Lawyers have filed a class action for reparations against US computer conglomerate IBM and three big German banks Deutsche Bank, Dresdner Bank and Commerz Bank.
An attorney acting for the SA claimants, John Ngcebetsha, said yesterday the three banks invested “between themselves $4,5bn in SA part of which is still being serviced by this government”. He said they have filed in a New York court for an order to preserve evidence.
Such action could prompt the defendants to respond “within a week or two” to the claims which he estimated were “in excess of 1000”.
Ngcebetsha says IBM “provided software to implement the policies of the apartheid government”.
He says the machines also helped make the implementation of the notorious pass laws more effective.
The suit states that IBM and other US and European computer companies yet to be named knew their technology facilitated “the violation of human rights and the commission of atrocities”.
Ngcebetsha is an SA lawyer representing apartheid victims in the action against apartheid-era sanctions busters. The victims are accusing the companies of benefiting from the apartheid system.
“We have asked the court to preserve the evidence until the trial starts,” he said.
The initial claims have been filed on behalf of Lulu Petersen, younger sister of Hector Petersen, the first victim of police shootings during the June 16 student riots of 1976 in Soweto; Sigqibo Mpendulo, the father of two 12-year-old twin brothers who were shot dead in a 1993 police raid at a house in Umtata (Eastern Cape); former truth commissioner Dumisa Ntsebeza’s brother Lungisile, who was detained and banished several times; and Themba Maqhubela, a US citizen who fled SA after refusing to testify against Ntsebeza in a political trial, are also in the group of claimants.
The first claims were filed in New York and Zurich in the middle of last month in an action le d by US attorney Ed Fagan.

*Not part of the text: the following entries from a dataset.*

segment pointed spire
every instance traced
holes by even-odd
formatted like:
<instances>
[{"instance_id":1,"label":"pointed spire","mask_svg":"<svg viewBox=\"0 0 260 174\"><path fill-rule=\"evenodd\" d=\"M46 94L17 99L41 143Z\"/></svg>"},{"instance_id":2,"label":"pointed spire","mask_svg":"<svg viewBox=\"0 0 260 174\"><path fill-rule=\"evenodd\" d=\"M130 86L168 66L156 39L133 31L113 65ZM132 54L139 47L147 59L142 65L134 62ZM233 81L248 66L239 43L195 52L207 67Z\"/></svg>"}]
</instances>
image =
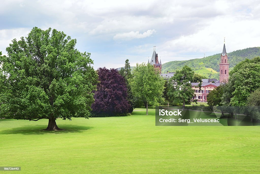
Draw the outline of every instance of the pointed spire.
<instances>
[{"instance_id":1,"label":"pointed spire","mask_svg":"<svg viewBox=\"0 0 260 174\"><path fill-rule=\"evenodd\" d=\"M224 44L224 46L223 46L223 51L222 51L222 55L224 56L227 53L226 51L226 47L225 46L225 44Z\"/></svg>"}]
</instances>

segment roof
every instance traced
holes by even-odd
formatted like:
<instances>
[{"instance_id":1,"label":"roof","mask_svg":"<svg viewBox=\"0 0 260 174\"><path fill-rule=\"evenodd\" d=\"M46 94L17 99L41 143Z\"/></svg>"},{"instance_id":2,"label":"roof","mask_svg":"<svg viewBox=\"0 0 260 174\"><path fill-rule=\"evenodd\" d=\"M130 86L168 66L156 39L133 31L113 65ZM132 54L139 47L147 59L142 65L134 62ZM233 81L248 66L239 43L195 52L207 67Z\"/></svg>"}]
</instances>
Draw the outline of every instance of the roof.
<instances>
[{"instance_id":1,"label":"roof","mask_svg":"<svg viewBox=\"0 0 260 174\"><path fill-rule=\"evenodd\" d=\"M153 50L153 55L152 56L152 58L151 58L151 61L150 62L150 65L152 65L155 64L155 56L156 55L156 52L155 52L155 50Z\"/></svg>"},{"instance_id":2,"label":"roof","mask_svg":"<svg viewBox=\"0 0 260 174\"><path fill-rule=\"evenodd\" d=\"M224 56L227 53L227 52L226 51L226 47L225 46L225 44L224 44L224 46L223 47L223 51L222 51L222 55Z\"/></svg>"},{"instance_id":3,"label":"roof","mask_svg":"<svg viewBox=\"0 0 260 174\"><path fill-rule=\"evenodd\" d=\"M198 86L199 84L199 83L191 83L191 85L193 86ZM201 85L201 86L205 86L209 85L213 85L216 86L218 86L222 84L221 83L202 83Z\"/></svg>"},{"instance_id":4,"label":"roof","mask_svg":"<svg viewBox=\"0 0 260 174\"><path fill-rule=\"evenodd\" d=\"M217 82L217 79L202 79L203 83L210 83L213 81L214 82Z\"/></svg>"},{"instance_id":5,"label":"roof","mask_svg":"<svg viewBox=\"0 0 260 174\"><path fill-rule=\"evenodd\" d=\"M175 72L169 72L168 73L163 73L160 74L161 76L164 78L171 78L174 75Z\"/></svg>"}]
</instances>

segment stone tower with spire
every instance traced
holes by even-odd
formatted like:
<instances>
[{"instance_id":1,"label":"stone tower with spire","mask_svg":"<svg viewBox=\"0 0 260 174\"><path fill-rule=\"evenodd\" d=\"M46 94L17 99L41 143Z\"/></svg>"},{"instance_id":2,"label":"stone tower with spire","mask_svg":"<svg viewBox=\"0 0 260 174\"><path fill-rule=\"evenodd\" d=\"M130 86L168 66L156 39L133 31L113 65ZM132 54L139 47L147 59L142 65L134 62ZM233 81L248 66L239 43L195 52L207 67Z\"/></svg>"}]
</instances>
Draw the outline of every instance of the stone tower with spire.
<instances>
[{"instance_id":1,"label":"stone tower with spire","mask_svg":"<svg viewBox=\"0 0 260 174\"><path fill-rule=\"evenodd\" d=\"M152 58L151 58L151 61L149 61L149 59L148 60L148 63L150 64L150 65L153 66L153 67L157 71L159 71L159 72L160 74L162 72L162 64L161 61L161 59L160 59L160 62L159 63L159 61L158 60L158 54L156 53L156 52L155 51L155 46L153 47L153 55L152 56Z\"/></svg>"},{"instance_id":2,"label":"stone tower with spire","mask_svg":"<svg viewBox=\"0 0 260 174\"><path fill-rule=\"evenodd\" d=\"M228 62L228 55L226 51L225 40L224 39L224 46L221 55L221 59L219 64L219 82L220 83L228 82L228 68L229 64Z\"/></svg>"}]
</instances>

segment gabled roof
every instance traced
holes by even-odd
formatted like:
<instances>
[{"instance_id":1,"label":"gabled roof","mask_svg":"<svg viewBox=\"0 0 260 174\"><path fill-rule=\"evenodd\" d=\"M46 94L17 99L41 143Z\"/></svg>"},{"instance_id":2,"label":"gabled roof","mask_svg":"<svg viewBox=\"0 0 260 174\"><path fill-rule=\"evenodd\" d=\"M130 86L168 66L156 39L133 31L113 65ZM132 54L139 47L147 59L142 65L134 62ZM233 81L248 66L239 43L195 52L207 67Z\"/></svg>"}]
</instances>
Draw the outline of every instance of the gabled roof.
<instances>
[{"instance_id":1,"label":"gabled roof","mask_svg":"<svg viewBox=\"0 0 260 174\"><path fill-rule=\"evenodd\" d=\"M217 79L202 79L203 83L210 83L212 81L216 82L218 81Z\"/></svg>"},{"instance_id":2,"label":"gabled roof","mask_svg":"<svg viewBox=\"0 0 260 174\"><path fill-rule=\"evenodd\" d=\"M222 51L222 55L223 56L226 55L227 53L227 52L226 51L226 47L225 46L225 44L224 44L224 46L223 47L223 51Z\"/></svg>"},{"instance_id":3,"label":"gabled roof","mask_svg":"<svg viewBox=\"0 0 260 174\"><path fill-rule=\"evenodd\" d=\"M191 83L191 85L194 86L198 86L199 84L199 83ZM216 86L218 86L220 85L221 84L221 83L202 83L201 85L202 87L205 86L210 85L212 85Z\"/></svg>"}]
</instances>

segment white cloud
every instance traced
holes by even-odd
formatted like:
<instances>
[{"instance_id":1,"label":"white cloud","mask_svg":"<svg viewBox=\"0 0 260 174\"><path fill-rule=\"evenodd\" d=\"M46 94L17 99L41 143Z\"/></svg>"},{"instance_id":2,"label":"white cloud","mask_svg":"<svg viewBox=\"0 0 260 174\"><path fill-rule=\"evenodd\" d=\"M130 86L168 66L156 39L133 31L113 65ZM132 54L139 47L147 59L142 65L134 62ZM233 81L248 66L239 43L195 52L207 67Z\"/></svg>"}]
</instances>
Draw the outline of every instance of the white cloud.
<instances>
[{"instance_id":1,"label":"white cloud","mask_svg":"<svg viewBox=\"0 0 260 174\"><path fill-rule=\"evenodd\" d=\"M36 26L77 39L96 68L146 62L154 45L163 62L194 58L221 52L224 37L228 52L259 46L259 10L254 0L4 1L0 51Z\"/></svg>"},{"instance_id":2,"label":"white cloud","mask_svg":"<svg viewBox=\"0 0 260 174\"><path fill-rule=\"evenodd\" d=\"M113 39L115 40L129 40L135 39L142 39L151 36L155 32L155 30L148 30L142 34L139 32L132 31L129 33L117 34L114 36Z\"/></svg>"}]
</instances>

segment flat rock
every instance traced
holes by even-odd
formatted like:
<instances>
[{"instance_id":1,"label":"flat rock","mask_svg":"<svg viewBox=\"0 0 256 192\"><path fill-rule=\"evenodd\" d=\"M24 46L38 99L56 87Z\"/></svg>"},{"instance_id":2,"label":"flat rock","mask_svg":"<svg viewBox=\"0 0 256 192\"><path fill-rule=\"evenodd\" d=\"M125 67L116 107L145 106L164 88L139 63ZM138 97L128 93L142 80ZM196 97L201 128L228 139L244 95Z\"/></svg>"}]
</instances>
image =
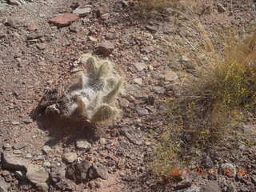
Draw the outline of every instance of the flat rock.
<instances>
[{"instance_id":1,"label":"flat rock","mask_svg":"<svg viewBox=\"0 0 256 192\"><path fill-rule=\"evenodd\" d=\"M25 144L25 143L16 143L13 146L13 148L14 150L21 150L26 146L26 144Z\"/></svg>"},{"instance_id":2,"label":"flat rock","mask_svg":"<svg viewBox=\"0 0 256 192\"><path fill-rule=\"evenodd\" d=\"M156 94L163 94L166 92L166 89L162 86L153 86L153 90Z\"/></svg>"},{"instance_id":3,"label":"flat rock","mask_svg":"<svg viewBox=\"0 0 256 192\"><path fill-rule=\"evenodd\" d=\"M89 177L90 178L102 178L103 179L107 179L107 169L98 162L94 163L89 170Z\"/></svg>"},{"instance_id":4,"label":"flat rock","mask_svg":"<svg viewBox=\"0 0 256 192\"><path fill-rule=\"evenodd\" d=\"M43 192L48 191L48 186L46 182L49 178L49 174L44 169L31 165L28 167L26 175L38 190Z\"/></svg>"},{"instance_id":5,"label":"flat rock","mask_svg":"<svg viewBox=\"0 0 256 192\"><path fill-rule=\"evenodd\" d=\"M178 78L178 74L172 71L172 70L169 70L165 75L164 75L164 78L166 82L174 82L176 79Z\"/></svg>"},{"instance_id":6,"label":"flat rock","mask_svg":"<svg viewBox=\"0 0 256 192\"><path fill-rule=\"evenodd\" d=\"M224 163L222 165L222 171L224 175L226 175L230 178L234 178L236 175L236 169L230 163Z\"/></svg>"},{"instance_id":7,"label":"flat rock","mask_svg":"<svg viewBox=\"0 0 256 192\"><path fill-rule=\"evenodd\" d=\"M76 14L62 14L50 18L49 22L58 26L68 26L79 18Z\"/></svg>"},{"instance_id":8,"label":"flat rock","mask_svg":"<svg viewBox=\"0 0 256 192\"><path fill-rule=\"evenodd\" d=\"M122 129L121 132L131 143L134 143L134 145L141 146L144 142L143 135L134 127L124 127Z\"/></svg>"},{"instance_id":9,"label":"flat rock","mask_svg":"<svg viewBox=\"0 0 256 192\"><path fill-rule=\"evenodd\" d=\"M105 41L98 46L98 51L105 56L110 55L113 52L114 49L114 45L109 41Z\"/></svg>"},{"instance_id":10,"label":"flat rock","mask_svg":"<svg viewBox=\"0 0 256 192\"><path fill-rule=\"evenodd\" d=\"M63 154L63 160L68 163L72 163L78 159L76 153L66 153Z\"/></svg>"},{"instance_id":11,"label":"flat rock","mask_svg":"<svg viewBox=\"0 0 256 192\"><path fill-rule=\"evenodd\" d=\"M8 192L9 185L2 180L0 180L0 192Z\"/></svg>"},{"instance_id":12,"label":"flat rock","mask_svg":"<svg viewBox=\"0 0 256 192\"><path fill-rule=\"evenodd\" d=\"M29 163L25 159L18 158L14 154L8 152L3 152L2 155L4 168L7 170L26 170Z\"/></svg>"},{"instance_id":13,"label":"flat rock","mask_svg":"<svg viewBox=\"0 0 256 192\"><path fill-rule=\"evenodd\" d=\"M147 109L142 108L141 106L137 106L136 107L136 111L138 114L139 116L145 116L150 114L150 112L148 111Z\"/></svg>"},{"instance_id":14,"label":"flat rock","mask_svg":"<svg viewBox=\"0 0 256 192\"><path fill-rule=\"evenodd\" d=\"M86 140L78 140L76 146L79 150L89 150L91 148L91 144Z\"/></svg>"},{"instance_id":15,"label":"flat rock","mask_svg":"<svg viewBox=\"0 0 256 192\"><path fill-rule=\"evenodd\" d=\"M144 62L136 62L134 66L138 71L147 69L147 66Z\"/></svg>"},{"instance_id":16,"label":"flat rock","mask_svg":"<svg viewBox=\"0 0 256 192\"><path fill-rule=\"evenodd\" d=\"M87 173L90 166L90 162L87 160L72 164L66 168L66 176L77 183L86 182Z\"/></svg>"},{"instance_id":17,"label":"flat rock","mask_svg":"<svg viewBox=\"0 0 256 192\"><path fill-rule=\"evenodd\" d=\"M49 154L53 150L51 147L50 147L49 146L44 146L42 147L42 150L44 153L46 154Z\"/></svg>"},{"instance_id":18,"label":"flat rock","mask_svg":"<svg viewBox=\"0 0 256 192\"><path fill-rule=\"evenodd\" d=\"M200 192L219 192L220 189L218 187L217 182L210 182L207 185L202 186Z\"/></svg>"},{"instance_id":19,"label":"flat rock","mask_svg":"<svg viewBox=\"0 0 256 192\"><path fill-rule=\"evenodd\" d=\"M80 17L85 17L92 11L93 8L91 6L78 6L73 14L78 14Z\"/></svg>"},{"instance_id":20,"label":"flat rock","mask_svg":"<svg viewBox=\"0 0 256 192\"><path fill-rule=\"evenodd\" d=\"M13 5L13 6L22 6L22 3L19 1L17 0L8 0L7 1L9 4Z\"/></svg>"},{"instance_id":21,"label":"flat rock","mask_svg":"<svg viewBox=\"0 0 256 192\"><path fill-rule=\"evenodd\" d=\"M134 82L139 86L142 85L142 78L134 78Z\"/></svg>"}]
</instances>

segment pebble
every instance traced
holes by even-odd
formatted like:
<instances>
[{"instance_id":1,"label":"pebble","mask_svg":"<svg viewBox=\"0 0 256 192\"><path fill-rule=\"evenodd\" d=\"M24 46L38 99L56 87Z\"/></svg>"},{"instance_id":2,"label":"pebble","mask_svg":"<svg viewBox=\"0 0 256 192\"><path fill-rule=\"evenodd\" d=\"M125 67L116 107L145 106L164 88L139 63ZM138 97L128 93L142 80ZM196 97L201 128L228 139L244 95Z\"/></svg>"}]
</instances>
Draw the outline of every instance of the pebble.
<instances>
[{"instance_id":1,"label":"pebble","mask_svg":"<svg viewBox=\"0 0 256 192\"><path fill-rule=\"evenodd\" d=\"M88 151L91 148L91 144L86 140L78 140L76 146L79 150L85 150L86 151Z\"/></svg>"},{"instance_id":2,"label":"pebble","mask_svg":"<svg viewBox=\"0 0 256 192\"><path fill-rule=\"evenodd\" d=\"M14 150L21 150L22 148L25 148L26 146L26 144L25 143L16 143L13 146L13 148Z\"/></svg>"},{"instance_id":3,"label":"pebble","mask_svg":"<svg viewBox=\"0 0 256 192\"><path fill-rule=\"evenodd\" d=\"M10 148L12 147L12 146L10 144L10 143L7 143L7 142L6 142L6 143L4 143L3 145L2 145L2 148L4 149L4 150L10 150Z\"/></svg>"},{"instance_id":4,"label":"pebble","mask_svg":"<svg viewBox=\"0 0 256 192\"><path fill-rule=\"evenodd\" d=\"M137 83L138 85L139 86L142 86L142 78L134 78L134 82L135 83Z\"/></svg>"},{"instance_id":5,"label":"pebble","mask_svg":"<svg viewBox=\"0 0 256 192\"><path fill-rule=\"evenodd\" d=\"M63 154L63 160L68 163L72 163L78 159L76 153L70 152Z\"/></svg>"},{"instance_id":6,"label":"pebble","mask_svg":"<svg viewBox=\"0 0 256 192\"><path fill-rule=\"evenodd\" d=\"M13 153L14 153L14 154L22 154L22 151L19 150L14 150Z\"/></svg>"},{"instance_id":7,"label":"pebble","mask_svg":"<svg viewBox=\"0 0 256 192\"><path fill-rule=\"evenodd\" d=\"M33 157L33 155L31 154L26 154L26 158L31 158Z\"/></svg>"},{"instance_id":8,"label":"pebble","mask_svg":"<svg viewBox=\"0 0 256 192\"><path fill-rule=\"evenodd\" d=\"M50 164L50 162L48 162L48 161L45 161L45 162L42 163L42 166L44 166L44 167L47 167L47 168L50 168L51 164Z\"/></svg>"},{"instance_id":9,"label":"pebble","mask_svg":"<svg viewBox=\"0 0 256 192\"><path fill-rule=\"evenodd\" d=\"M53 149L51 147L50 147L49 146L44 146L42 147L42 150L46 154L49 154L53 150Z\"/></svg>"},{"instance_id":10,"label":"pebble","mask_svg":"<svg viewBox=\"0 0 256 192\"><path fill-rule=\"evenodd\" d=\"M78 6L74 10L73 14L78 14L80 17L85 17L92 11L93 8L91 6L87 5L86 6Z\"/></svg>"},{"instance_id":11,"label":"pebble","mask_svg":"<svg viewBox=\"0 0 256 192\"><path fill-rule=\"evenodd\" d=\"M134 64L138 71L142 71L147 69L147 66L144 62L136 62Z\"/></svg>"},{"instance_id":12,"label":"pebble","mask_svg":"<svg viewBox=\"0 0 256 192\"><path fill-rule=\"evenodd\" d=\"M236 169L230 163L224 163L222 165L222 171L224 175L234 178L236 175Z\"/></svg>"},{"instance_id":13,"label":"pebble","mask_svg":"<svg viewBox=\"0 0 256 192\"><path fill-rule=\"evenodd\" d=\"M49 22L53 23L55 26L62 27L62 26L68 26L72 22L75 22L79 18L79 16L75 14L62 14L54 16L54 18L50 18Z\"/></svg>"},{"instance_id":14,"label":"pebble","mask_svg":"<svg viewBox=\"0 0 256 192\"><path fill-rule=\"evenodd\" d=\"M36 46L39 50L43 50L46 48L46 45L45 43L37 44Z\"/></svg>"},{"instance_id":15,"label":"pebble","mask_svg":"<svg viewBox=\"0 0 256 192\"><path fill-rule=\"evenodd\" d=\"M18 126L19 125L19 122L11 122L11 124L14 126Z\"/></svg>"}]
</instances>

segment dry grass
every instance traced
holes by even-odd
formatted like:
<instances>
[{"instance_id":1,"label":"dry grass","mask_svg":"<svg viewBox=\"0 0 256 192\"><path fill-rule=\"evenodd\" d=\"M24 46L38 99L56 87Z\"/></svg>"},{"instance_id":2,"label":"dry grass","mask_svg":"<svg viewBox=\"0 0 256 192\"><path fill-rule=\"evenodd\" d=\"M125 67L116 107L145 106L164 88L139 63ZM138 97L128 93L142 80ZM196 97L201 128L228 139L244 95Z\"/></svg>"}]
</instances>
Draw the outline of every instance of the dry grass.
<instances>
[{"instance_id":1,"label":"dry grass","mask_svg":"<svg viewBox=\"0 0 256 192\"><path fill-rule=\"evenodd\" d=\"M138 6L146 11L157 10L162 10L168 6L176 5L179 0L138 0Z\"/></svg>"},{"instance_id":2,"label":"dry grass","mask_svg":"<svg viewBox=\"0 0 256 192\"><path fill-rule=\"evenodd\" d=\"M189 163L183 161L184 148L216 145L234 132L234 127L255 120L256 33L242 38L236 29L209 32L194 15L177 15L187 34L169 40L170 59L186 56L194 73L182 79L182 95L166 102L172 124L159 139L152 162L154 172L164 176ZM184 139L186 133L190 137Z\"/></svg>"}]
</instances>

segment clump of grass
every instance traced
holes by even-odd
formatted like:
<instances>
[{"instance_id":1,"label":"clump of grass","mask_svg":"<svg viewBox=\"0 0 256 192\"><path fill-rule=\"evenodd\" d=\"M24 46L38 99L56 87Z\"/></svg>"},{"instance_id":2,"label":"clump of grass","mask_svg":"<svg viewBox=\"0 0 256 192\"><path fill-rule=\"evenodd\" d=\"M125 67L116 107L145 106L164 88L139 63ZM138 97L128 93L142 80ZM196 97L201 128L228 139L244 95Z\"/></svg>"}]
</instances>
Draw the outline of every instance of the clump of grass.
<instances>
[{"instance_id":1,"label":"clump of grass","mask_svg":"<svg viewBox=\"0 0 256 192\"><path fill-rule=\"evenodd\" d=\"M164 132L158 141L158 144L154 149L154 158L151 162L153 173L157 177L170 176L170 170L181 167L181 162L178 162L179 152L177 141L170 141L171 130Z\"/></svg>"},{"instance_id":2,"label":"clump of grass","mask_svg":"<svg viewBox=\"0 0 256 192\"><path fill-rule=\"evenodd\" d=\"M192 130L197 144L218 140L255 109L256 34L227 40L222 53L212 50L210 62L197 69L184 94L168 104L170 118Z\"/></svg>"},{"instance_id":3,"label":"clump of grass","mask_svg":"<svg viewBox=\"0 0 256 192\"><path fill-rule=\"evenodd\" d=\"M138 0L138 6L146 10L162 10L170 6L179 2L179 0Z\"/></svg>"}]
</instances>

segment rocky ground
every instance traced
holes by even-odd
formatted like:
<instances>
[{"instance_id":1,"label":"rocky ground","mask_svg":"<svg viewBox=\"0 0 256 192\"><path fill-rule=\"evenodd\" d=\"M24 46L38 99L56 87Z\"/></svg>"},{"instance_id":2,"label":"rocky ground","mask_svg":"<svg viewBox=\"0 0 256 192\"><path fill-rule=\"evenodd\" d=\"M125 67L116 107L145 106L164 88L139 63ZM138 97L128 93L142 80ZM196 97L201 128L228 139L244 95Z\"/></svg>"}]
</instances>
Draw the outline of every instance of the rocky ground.
<instances>
[{"instance_id":1,"label":"rocky ground","mask_svg":"<svg viewBox=\"0 0 256 192\"><path fill-rule=\"evenodd\" d=\"M207 29L256 24L254 1L207 3L197 10ZM161 100L178 95L193 66L186 58L168 59L165 40L190 37L174 14L141 12L134 1L0 1L1 191L256 191L254 145L200 152L182 181L148 170L166 122ZM31 118L47 90L82 69L78 61L87 52L115 63L126 82L122 118L103 125L96 141L86 129L54 131Z\"/></svg>"}]
</instances>

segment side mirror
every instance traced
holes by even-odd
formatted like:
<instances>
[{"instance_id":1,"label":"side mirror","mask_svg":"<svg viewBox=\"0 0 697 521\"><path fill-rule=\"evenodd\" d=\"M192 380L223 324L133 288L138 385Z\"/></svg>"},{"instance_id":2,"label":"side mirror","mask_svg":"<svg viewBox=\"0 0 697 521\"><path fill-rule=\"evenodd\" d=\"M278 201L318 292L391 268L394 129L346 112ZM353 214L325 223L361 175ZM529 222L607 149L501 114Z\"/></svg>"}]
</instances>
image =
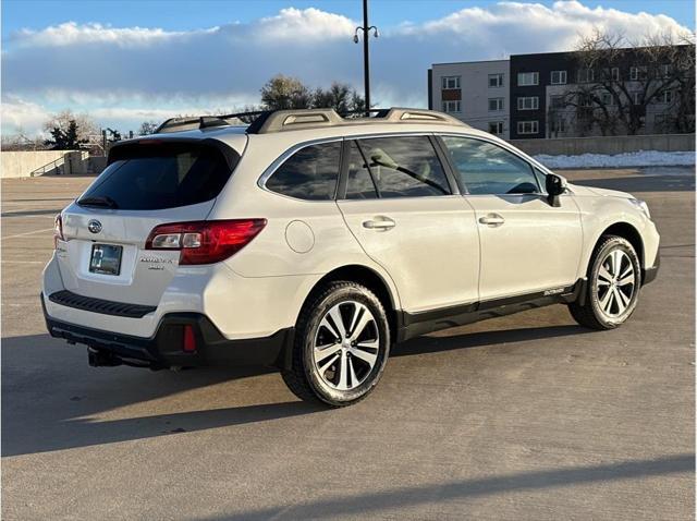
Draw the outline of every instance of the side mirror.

In the late 1990s, Fagan played a leading role in pressing compensation claims against Swiss banks by holocaust survivors, triggering international pressure on Switzerland to account for its Second World War record.
The SA claims have met with mixed reaction. Local legal experts say the suit faces daunting hurdles, while critics argue it has raised false hopes among victims frustrated by long- delayed government reparations. Fagan’s group are encouraging South Africans to phone a toll-free number to join the class action.
Swiss banks have dismissed the claims as “preposterous”, while the Swiss government said it was not the way to resolve a political problem.